Right to restriction (Art. 18) — Request that we limit the processing of your data.
Right to data portability (Art. 20) — Receive your data in a structured, machine-readable format.
Right to object (Art. 21) — Object to processing based on legitimate interests.
Right to withdraw consent — Where processing is based on consent, you may withdraw it at any time.

To exercise any of these rights, contact us at privacy@Vantix.io. We will respond within 30 days.

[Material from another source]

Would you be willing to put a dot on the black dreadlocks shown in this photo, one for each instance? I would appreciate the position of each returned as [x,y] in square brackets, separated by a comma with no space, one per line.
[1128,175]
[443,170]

You also have the right to lodge a complaint with the relevant supervisory authority. The competent authority for Germany is:

[Relevant State Data Protection Authority — e.g. Der Berliner Beauftragte für Datenschutz und Informationsfreiheit]
[Address and website of your state's DPA]

8. Cookies

Vantix uses the minimum necessary cookies to operate the service:

Cookie	Purpose	Duration
`sb-access-token`	Supabase authentication session token	Session / 1 hour
`sb-refresh-token`	Supabase session refresh token	60 days

We do not use tracking, advertising, or analytics cookies. No cookie consent banner is required for strictly necessary cookies.

9. Security

We implement appropriate technical and organizational measures to protect your personal data, including:

All data in transit is encrypted via TLS 1.2+
Passwords are hashed using bcrypt (managed by Supabase Auth)
Row-Level Security (RLS) enforced at the database level — users can only access their own data
API keys and secrets are stored exclusively in environment variables and never exposed to the client

In the event of a data breach that is likely to result in a risk to your rights and freedoms, we will notify the relevant supervisory authority within 72 hours and affected users without undue delay, as required by GDPR Art. 33–34.

10. Changes to This Policy

We may update this Privacy Policy from time to time. Material changes will be communicated via email to registered users at least 14 days before they take effect. The "Last updated" date at the top of this page always reflects the most recent revision.

Continued use of Vantix after a policy update constitutes acceptance of the new terms.

11. Contact

For any questions regarding this Privacy Policy or your personal data, please contact:

[YOUR NAME / COMPANY NAME]
Email: privacy@Vantix.io
[Mailing address, Germany]

We aim to respond to all privacy-related requests within 30 days.